Member of the Legislative Assembly
- In office 1957–1973
- Succeeded by: Aumua Ioane
- Constituency: Falelatai & Samatau

Nominated Member of the Legislative Council
- In office 1939–1946

Personal details
- Born: 12 September 1902
- Died: 29 October 1975 (aged 73)

= Faalavaau Galu =

Samoan politician

Faalavaau Galu (12 September 1902 – 29 October 1975) was a Western Samoan chief and politician. He was a member of the Legislative Assembly from 1957 until 1973, and served as Minister for the Post Office, Radio and Broadcasting between 1957 and 1970.

==Biography==
Born in 1902, Galu was conferred with the Faalavaau title in 1923. During his youth he was an excellent cricketer and rugby player.

He joined the anti-colonial Mau movement, becoming its secretary. A member of the Fono of Faipule, he also served as the body's chair. In 1939 he was appointed to the Legislative Council, serving until 1946. After leaving the Council, he worked for the Union Company and I.H. Carruthers. In 1956 he was convicted of failing to account for goods at his employer and sentenced to six months in prison. However, after the money was repaid, his sentence was replaced with a £15 fine.

Galu returned to politics in 1957, when he was elected to the reconstituted Legislative Assembly.

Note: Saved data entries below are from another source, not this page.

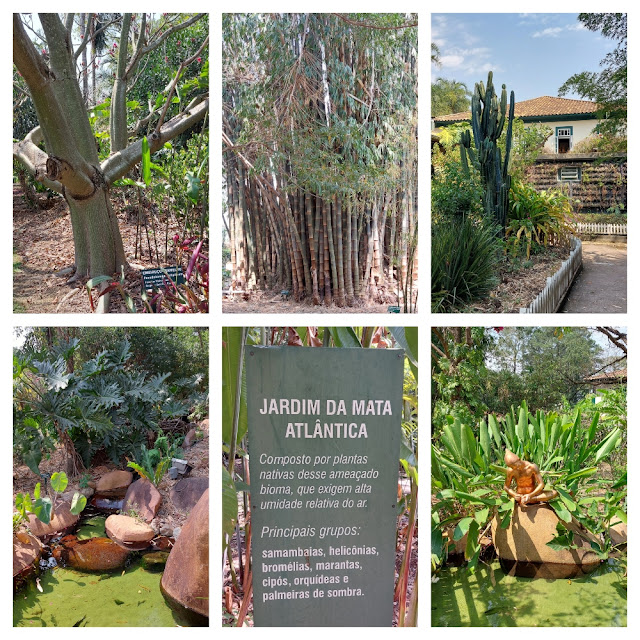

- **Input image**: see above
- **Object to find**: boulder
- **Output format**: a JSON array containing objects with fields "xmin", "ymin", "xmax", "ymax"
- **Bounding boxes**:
[
  {"xmin": 106, "ymin": 514, "xmax": 155, "ymax": 550},
  {"xmin": 123, "ymin": 478, "xmax": 162, "ymax": 522},
  {"xmin": 491, "ymin": 504, "xmax": 601, "ymax": 566},
  {"xmin": 95, "ymin": 470, "xmax": 133, "ymax": 497},
  {"xmin": 609, "ymin": 521, "xmax": 627, "ymax": 547},
  {"xmin": 54, "ymin": 536, "xmax": 129, "ymax": 571},
  {"xmin": 170, "ymin": 477, "xmax": 209, "ymax": 514},
  {"xmin": 161, "ymin": 488, "xmax": 209, "ymax": 623},
  {"xmin": 13, "ymin": 532, "xmax": 43, "ymax": 577},
  {"xmin": 27, "ymin": 501, "xmax": 80, "ymax": 538},
  {"xmin": 183, "ymin": 427, "xmax": 198, "ymax": 448}
]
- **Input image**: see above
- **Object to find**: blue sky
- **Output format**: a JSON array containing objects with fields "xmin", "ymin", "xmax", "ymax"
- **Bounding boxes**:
[{"xmin": 432, "ymin": 13, "xmax": 615, "ymax": 103}]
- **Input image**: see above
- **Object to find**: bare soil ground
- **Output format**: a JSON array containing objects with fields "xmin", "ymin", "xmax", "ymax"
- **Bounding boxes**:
[
  {"xmin": 222, "ymin": 287, "xmax": 416, "ymax": 314},
  {"xmin": 13, "ymin": 185, "xmax": 193, "ymax": 314},
  {"xmin": 13, "ymin": 419, "xmax": 209, "ymax": 535},
  {"xmin": 560, "ymin": 241, "xmax": 627, "ymax": 313},
  {"xmin": 467, "ymin": 246, "xmax": 570, "ymax": 313}
]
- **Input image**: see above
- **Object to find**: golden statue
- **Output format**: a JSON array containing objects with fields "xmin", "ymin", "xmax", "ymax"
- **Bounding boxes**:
[{"xmin": 503, "ymin": 449, "xmax": 558, "ymax": 506}]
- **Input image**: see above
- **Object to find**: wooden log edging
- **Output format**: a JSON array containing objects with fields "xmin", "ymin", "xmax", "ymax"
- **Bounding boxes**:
[
  {"xmin": 576, "ymin": 222, "xmax": 627, "ymax": 236},
  {"xmin": 519, "ymin": 236, "xmax": 582, "ymax": 314}
]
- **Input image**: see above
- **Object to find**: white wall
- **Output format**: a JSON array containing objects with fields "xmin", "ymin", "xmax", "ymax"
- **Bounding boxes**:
[{"xmin": 526, "ymin": 118, "xmax": 600, "ymax": 153}]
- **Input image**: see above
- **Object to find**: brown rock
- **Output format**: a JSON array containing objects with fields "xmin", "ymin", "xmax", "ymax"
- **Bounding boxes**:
[
  {"xmin": 106, "ymin": 514, "xmax": 155, "ymax": 549},
  {"xmin": 95, "ymin": 470, "xmax": 133, "ymax": 497},
  {"xmin": 491, "ymin": 504, "xmax": 601, "ymax": 566},
  {"xmin": 170, "ymin": 477, "xmax": 209, "ymax": 514},
  {"xmin": 161, "ymin": 488, "xmax": 209, "ymax": 621},
  {"xmin": 123, "ymin": 478, "xmax": 162, "ymax": 522},
  {"xmin": 56, "ymin": 536, "xmax": 129, "ymax": 571},
  {"xmin": 13, "ymin": 532, "xmax": 43, "ymax": 577},
  {"xmin": 27, "ymin": 501, "xmax": 80, "ymax": 538},
  {"xmin": 183, "ymin": 428, "xmax": 198, "ymax": 448},
  {"xmin": 609, "ymin": 521, "xmax": 627, "ymax": 547}
]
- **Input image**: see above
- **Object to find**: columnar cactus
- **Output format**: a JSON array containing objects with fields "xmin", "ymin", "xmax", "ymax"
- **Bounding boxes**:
[{"xmin": 460, "ymin": 71, "xmax": 515, "ymax": 233}]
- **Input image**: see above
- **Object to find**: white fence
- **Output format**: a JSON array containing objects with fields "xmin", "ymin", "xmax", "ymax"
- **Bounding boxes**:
[
  {"xmin": 576, "ymin": 222, "xmax": 627, "ymax": 235},
  {"xmin": 520, "ymin": 236, "xmax": 582, "ymax": 314}
]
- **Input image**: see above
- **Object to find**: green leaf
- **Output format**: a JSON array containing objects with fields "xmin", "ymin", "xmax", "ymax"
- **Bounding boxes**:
[
  {"xmin": 594, "ymin": 427, "xmax": 622, "ymax": 463},
  {"xmin": 327, "ymin": 327, "xmax": 362, "ymax": 348},
  {"xmin": 465, "ymin": 520, "xmax": 480, "ymax": 561},
  {"xmin": 70, "ymin": 493, "xmax": 87, "ymax": 515},
  {"xmin": 51, "ymin": 471, "xmax": 68, "ymax": 493},
  {"xmin": 453, "ymin": 516, "xmax": 473, "ymax": 541},
  {"xmin": 142, "ymin": 136, "xmax": 151, "ymax": 186},
  {"xmin": 33, "ymin": 497, "xmax": 53, "ymax": 525},
  {"xmin": 222, "ymin": 328, "xmax": 247, "ymax": 447},
  {"xmin": 222, "ymin": 466, "xmax": 238, "ymax": 539},
  {"xmin": 549, "ymin": 498, "xmax": 572, "ymax": 523},
  {"xmin": 185, "ymin": 171, "xmax": 200, "ymax": 203}
]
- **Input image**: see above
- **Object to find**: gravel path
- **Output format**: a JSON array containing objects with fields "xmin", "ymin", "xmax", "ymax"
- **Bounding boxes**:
[{"xmin": 560, "ymin": 241, "xmax": 627, "ymax": 313}]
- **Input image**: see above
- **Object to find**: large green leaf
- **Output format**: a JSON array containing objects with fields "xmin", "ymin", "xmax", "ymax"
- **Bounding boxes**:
[
  {"xmin": 389, "ymin": 327, "xmax": 417, "ymax": 381},
  {"xmin": 222, "ymin": 327, "xmax": 247, "ymax": 447},
  {"xmin": 594, "ymin": 427, "xmax": 622, "ymax": 463},
  {"xmin": 222, "ymin": 466, "xmax": 238, "ymax": 538},
  {"xmin": 327, "ymin": 327, "xmax": 362, "ymax": 348},
  {"xmin": 50, "ymin": 471, "xmax": 68, "ymax": 493},
  {"xmin": 70, "ymin": 493, "xmax": 87, "ymax": 515},
  {"xmin": 453, "ymin": 516, "xmax": 474, "ymax": 541},
  {"xmin": 141, "ymin": 136, "xmax": 151, "ymax": 186}
]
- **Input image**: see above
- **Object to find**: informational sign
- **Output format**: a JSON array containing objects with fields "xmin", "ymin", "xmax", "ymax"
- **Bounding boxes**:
[
  {"xmin": 140, "ymin": 266, "xmax": 185, "ymax": 291},
  {"xmin": 246, "ymin": 346, "xmax": 404, "ymax": 627}
]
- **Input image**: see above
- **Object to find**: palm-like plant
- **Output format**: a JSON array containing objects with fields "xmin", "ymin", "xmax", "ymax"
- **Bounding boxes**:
[{"xmin": 432, "ymin": 402, "xmax": 626, "ymax": 571}]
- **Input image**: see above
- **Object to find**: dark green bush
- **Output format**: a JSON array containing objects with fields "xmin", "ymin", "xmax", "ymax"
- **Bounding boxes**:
[
  {"xmin": 431, "ymin": 156, "xmax": 484, "ymax": 219},
  {"xmin": 431, "ymin": 215, "xmax": 501, "ymax": 312}
]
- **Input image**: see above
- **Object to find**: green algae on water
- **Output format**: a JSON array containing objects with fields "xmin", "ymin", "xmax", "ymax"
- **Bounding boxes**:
[
  {"xmin": 432, "ymin": 560, "xmax": 626, "ymax": 627},
  {"xmin": 14, "ymin": 559, "xmax": 183, "ymax": 627},
  {"xmin": 75, "ymin": 516, "xmax": 107, "ymax": 540}
]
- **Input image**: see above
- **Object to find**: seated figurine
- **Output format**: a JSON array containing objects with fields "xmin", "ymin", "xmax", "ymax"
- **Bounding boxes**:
[{"xmin": 503, "ymin": 449, "xmax": 558, "ymax": 507}]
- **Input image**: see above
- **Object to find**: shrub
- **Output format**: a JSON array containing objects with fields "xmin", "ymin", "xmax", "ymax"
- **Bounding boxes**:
[
  {"xmin": 432, "ymin": 215, "xmax": 501, "ymax": 312},
  {"xmin": 432, "ymin": 155, "xmax": 484, "ymax": 220},
  {"xmin": 506, "ymin": 180, "xmax": 575, "ymax": 258},
  {"xmin": 432, "ymin": 402, "xmax": 626, "ymax": 570}
]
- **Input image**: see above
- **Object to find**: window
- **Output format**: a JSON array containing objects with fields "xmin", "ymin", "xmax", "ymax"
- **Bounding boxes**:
[
  {"xmin": 558, "ymin": 167, "xmax": 581, "ymax": 182},
  {"xmin": 556, "ymin": 126, "xmax": 573, "ymax": 153}
]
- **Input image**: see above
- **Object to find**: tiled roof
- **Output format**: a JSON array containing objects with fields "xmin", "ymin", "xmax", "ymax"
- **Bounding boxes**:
[
  {"xmin": 585, "ymin": 368, "xmax": 627, "ymax": 383},
  {"xmin": 434, "ymin": 96, "xmax": 598, "ymax": 122}
]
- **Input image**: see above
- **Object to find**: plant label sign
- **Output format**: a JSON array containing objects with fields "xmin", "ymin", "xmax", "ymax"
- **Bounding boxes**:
[
  {"xmin": 246, "ymin": 346, "xmax": 404, "ymax": 626},
  {"xmin": 141, "ymin": 266, "xmax": 185, "ymax": 291}
]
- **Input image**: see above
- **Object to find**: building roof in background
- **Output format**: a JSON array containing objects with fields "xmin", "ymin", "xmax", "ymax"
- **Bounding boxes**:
[
  {"xmin": 434, "ymin": 96, "xmax": 598, "ymax": 123},
  {"xmin": 584, "ymin": 368, "xmax": 627, "ymax": 384}
]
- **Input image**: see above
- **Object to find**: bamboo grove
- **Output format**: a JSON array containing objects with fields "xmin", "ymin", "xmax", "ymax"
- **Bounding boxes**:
[{"xmin": 223, "ymin": 14, "xmax": 418, "ymax": 308}]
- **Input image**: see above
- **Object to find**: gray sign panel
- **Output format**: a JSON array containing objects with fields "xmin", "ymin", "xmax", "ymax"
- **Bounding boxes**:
[{"xmin": 246, "ymin": 346, "xmax": 404, "ymax": 626}]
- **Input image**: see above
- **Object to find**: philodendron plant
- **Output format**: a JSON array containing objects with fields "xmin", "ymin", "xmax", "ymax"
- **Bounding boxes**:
[
  {"xmin": 15, "ymin": 471, "xmax": 87, "ymax": 527},
  {"xmin": 432, "ymin": 401, "xmax": 626, "ymax": 571}
]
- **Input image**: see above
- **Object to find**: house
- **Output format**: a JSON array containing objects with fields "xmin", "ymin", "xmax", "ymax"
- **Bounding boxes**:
[
  {"xmin": 583, "ymin": 369, "xmax": 627, "ymax": 403},
  {"xmin": 432, "ymin": 96, "xmax": 600, "ymax": 154}
]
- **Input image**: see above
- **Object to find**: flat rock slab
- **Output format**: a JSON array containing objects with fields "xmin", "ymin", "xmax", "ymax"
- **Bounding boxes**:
[
  {"xmin": 170, "ymin": 477, "xmax": 209, "ymax": 514},
  {"xmin": 106, "ymin": 514, "xmax": 155, "ymax": 549},
  {"xmin": 13, "ymin": 532, "xmax": 43, "ymax": 577},
  {"xmin": 95, "ymin": 470, "xmax": 133, "ymax": 498},
  {"xmin": 560, "ymin": 242, "xmax": 627, "ymax": 313},
  {"xmin": 54, "ymin": 536, "xmax": 130, "ymax": 571},
  {"xmin": 123, "ymin": 477, "xmax": 162, "ymax": 522}
]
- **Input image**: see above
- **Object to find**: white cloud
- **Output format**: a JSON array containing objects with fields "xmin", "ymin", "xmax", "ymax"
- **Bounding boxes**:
[
  {"xmin": 532, "ymin": 27, "xmax": 563, "ymax": 38},
  {"xmin": 439, "ymin": 54, "xmax": 465, "ymax": 69}
]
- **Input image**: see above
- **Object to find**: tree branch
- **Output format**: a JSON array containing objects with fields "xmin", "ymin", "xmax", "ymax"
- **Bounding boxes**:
[
  {"xmin": 139, "ymin": 13, "xmax": 206, "ymax": 57},
  {"xmin": 101, "ymin": 98, "xmax": 208, "ymax": 185},
  {"xmin": 13, "ymin": 127, "xmax": 63, "ymax": 193}
]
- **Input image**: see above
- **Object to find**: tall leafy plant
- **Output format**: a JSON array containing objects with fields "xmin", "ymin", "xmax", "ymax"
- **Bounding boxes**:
[{"xmin": 432, "ymin": 402, "xmax": 625, "ymax": 571}]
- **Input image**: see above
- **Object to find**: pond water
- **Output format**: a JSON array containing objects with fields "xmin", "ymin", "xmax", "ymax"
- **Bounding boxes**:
[
  {"xmin": 14, "ymin": 516, "xmax": 188, "ymax": 627},
  {"xmin": 432, "ymin": 560, "xmax": 626, "ymax": 627}
]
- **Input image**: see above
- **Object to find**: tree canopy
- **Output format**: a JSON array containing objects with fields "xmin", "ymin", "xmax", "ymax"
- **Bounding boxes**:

Following the elections, he was appointed Minister for the Post Office and Radio, with Broadcasting added to his portfolio in 1958. In 1960 he participated in the Constitutional Assembly and was one of the signatories of the new constitution. He was re-elected in 1961, 1964 and 1967, retaining his ministerial portfolio under Prime Minister Fiame Mata'afa following each election. Although he was re-elected again in 1970, Mata'afa lost the election for Prime Minister and Galu was not appointed to a post in the new cabinet. He did not contest the 1973 elections.

Galu died in October 1975 at the age of 73. He was survived by his wife and their four adopted daughters.